Going from side jobs, with employer's truck, material & customers, to your own shop and customer base may not start with partners or payrolls, much less call for corporate entities.

For owner operators with meager assets, minor equipment, token retirement savings, or little equity in property or inheritance, General Liability business insurance is more appropriate protection than filing as a corporation.

Rather than pay $1000+ to CPA’s to file corporate taxes, self employed persons may prefer online tax services like TaxAct or TurboTax (Telephone support definitely needed). Further, bank fees for business accounts are expensive, and for sole proprietors the IRS does not require separate Business & Personal bank accounts if documented GAAP exists, such as with bookkeeping services or Quickbooks (Definitely needed).

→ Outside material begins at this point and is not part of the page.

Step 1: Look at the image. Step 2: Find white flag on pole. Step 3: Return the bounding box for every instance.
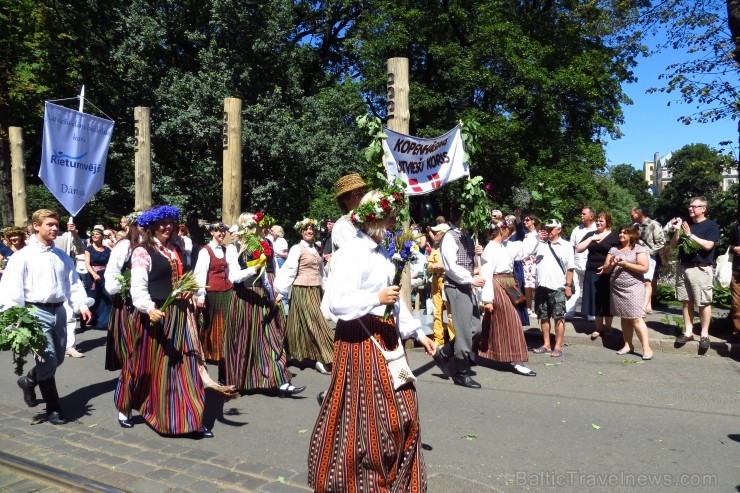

Without assets to shield, jail time or wage garnishment similar to child support orders are the primary liability, and the Corporate Vail won’t shield officer members from criminal charges or convictions.
In my experience, almost no one should be a sole proprietor. Its not just liability issues, its taxes. An experienced accountant will more than make up for the formation and tax filing fees in reduced tax liability.
 

Rdcowart

Member
Thank you for all the advice. I am going to play it safe and sit down with the proper people who do it for a living. It sounds like I can save myself a lot of headaches by doing this.
 
I’ll briefly share my experience at formation of small business as an example of what I learned and where it led me.
I resigned from an electrical contractor as service manager in order to have more time with family.
After 30 days of leave I poked around the idea of starting a consultant business and falling back on electrical if consulting was slow or not profitable.
I contracted a service to draft the documents and filings needed for my state.
Initial investment was fine. Then follow up requirements were needed as a service more money.
Establish business accounts- shop around some rules and fees in this category change drastically.
Document generation- invoice/contracts/safety protocols
Accounting- how to record/what to record

Customers-did you sign non competitive agreements and if so what do they state?
Are there any business morality issues contacting customers

Public Advertising- state required in my area

These are all items of contemplation before you start. With costs associated to determine whether or not you can fund your new venture.
Speaking of which creating capital for the business is probably in the top 3 reasons they fail.
I don’t regret my experience and maybe the lessons will make me just a better employee instead of an entrepreneur.
Good luck and may you find what’s right for you.